On the basis of the facts adduced by plaintiffs, defendants' motion to dismiss *429 must be granted. The purpose of the Delaware Optometry Law is to afford protection for the public and no showing has been made that defendants' activities in fitting contact lenses in any way constitute a public nuisance. In view of this holding, defendants' other defenses of unclean hands, the nature of the injury or damage suffered by plaintiffs, the alleged control of defendants' activities by physicians, absence of an indispensable party in the case against the defendant, Kuhwald, and whether a prima facie case of statutory violation has been established against such defendant, need not be considered.

Order on notice.

NOTES

[1] The individual plaintiffs are optometrists and the purpose of the corporate plaintiff is to promote the interests of its member optometrists. Defendants are opticians who purport merely to fill the prescriptions of ophthalmologists. These three callings have been recently defined as follows: "An ophthalmologist is a duly licensed physician who specializes in the care of the eyes. An optometrist examines eyes for refractive error, recognizes (but does not treat) diseases of the eye, and fills prescriptions for eyeglasses. The optician is an artisan qualified to grind lenses, fill prescriptions, and fit frames." Williamson v. Lee Optical Co., 348 U.S. 483, 75 S. Ct. 461, 463, 99 L. Ed. 563.

[2] Title 24 is entitled "Professions and Occupations" and consists of 17 chapters regulating that number of callings.

[3] Sec. 2101(a) (3) includes in the definition of acts of optometry: "The prescribing and application of * * * contact lenses * * *."

[4] Sec. 342 of Title 10 Del.C. provides: "The Court of Chancery shall not have jurisdiction to determine any matter wherein sufficient remedy may be had by common law, or statute, before any other court or jurisdiction of this State."

[5] In cases where injunctive relief has been granted to plaintiff optometrists there is often a blurring of the actual basis for the relief granted, the courts speaking not only of a professional property right, but also of the element of public nuisance in the commercialized practice of optometry by department stores and other business corporations, Neill v. Chaby, 86 Pa.Dist. & Co.R. 457. In Pennsylvania, the nuisance element has been stressed in suits by members of a variety of professions, Boggs v. Werner, 372 Pa. 312, 94 A.2d 50.

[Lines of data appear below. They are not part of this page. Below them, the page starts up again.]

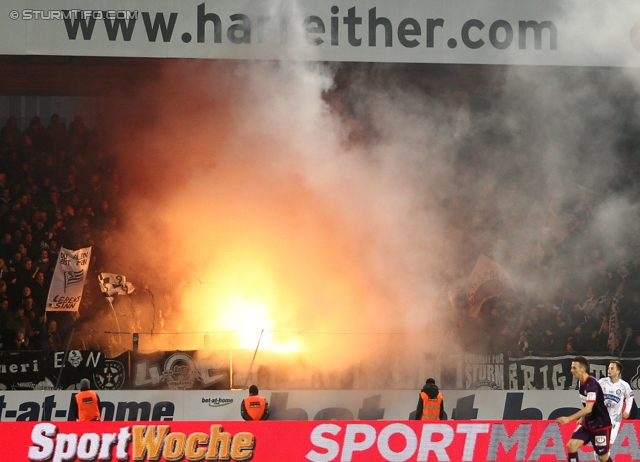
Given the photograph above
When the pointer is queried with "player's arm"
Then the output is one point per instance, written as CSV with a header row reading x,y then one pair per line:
x,y
578,415
628,401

[6] Conversely equity should not interfere by injunction with the enforcement of criminal laws, Economy Cleaners, Inc., v. Green, 21 Del. Ch. 170, 184 A. 225. There is no criminal action pending against defendants under Chapter 21 nor have plaintiffs sought to have such instituted.

[7] Mrs. DeLellis, an employee of the Brandywine Investigative Agency, was hired to undergo contact lens fittings in order to develop proof in support of plaintiffs' case. Defendants were unaware of each other's simultaneous activities in regards to Mrs. DeLellis.

[8] The only Delaware cases which consider the subject of unfair competition have to do with trade marks, trade names and the Fair Trade Law, Chapter 19, Title 6, Del.C. There is no evidence that defendants profess to be licensed optometrists.

[9] Lawyers are generally considered to be entitled to injunctive relief against unauthorized practice of law, however, in the case of Wollitzer v. National Title Guaranty Co., 148 Misc. 529, 266 N.Y.S. 184, affirmed 241 A.D. 757, 270 N.Y.S. 968, it was held that attorneys in the absence of a showing of special injury or damage have no common law right to ask that illegal practice be enjoined. Apparently by statute alternative remedies including injunctive relief after request of the Attorney General are now available to lawyers against unauthorized practice, In re New York County Lawyers Ass'n, 273 A.D. 524, 78 N.Y.S.2d 209, 9 A.L.R. 2d 787.

[10] The other four are concerned with the mere licensing of the following occupations: Deadly Weapons Dealers, Detective (Private), Hotels, Restaurants, and Places of Entertainment, and Pawn brokers and Junk Dealers.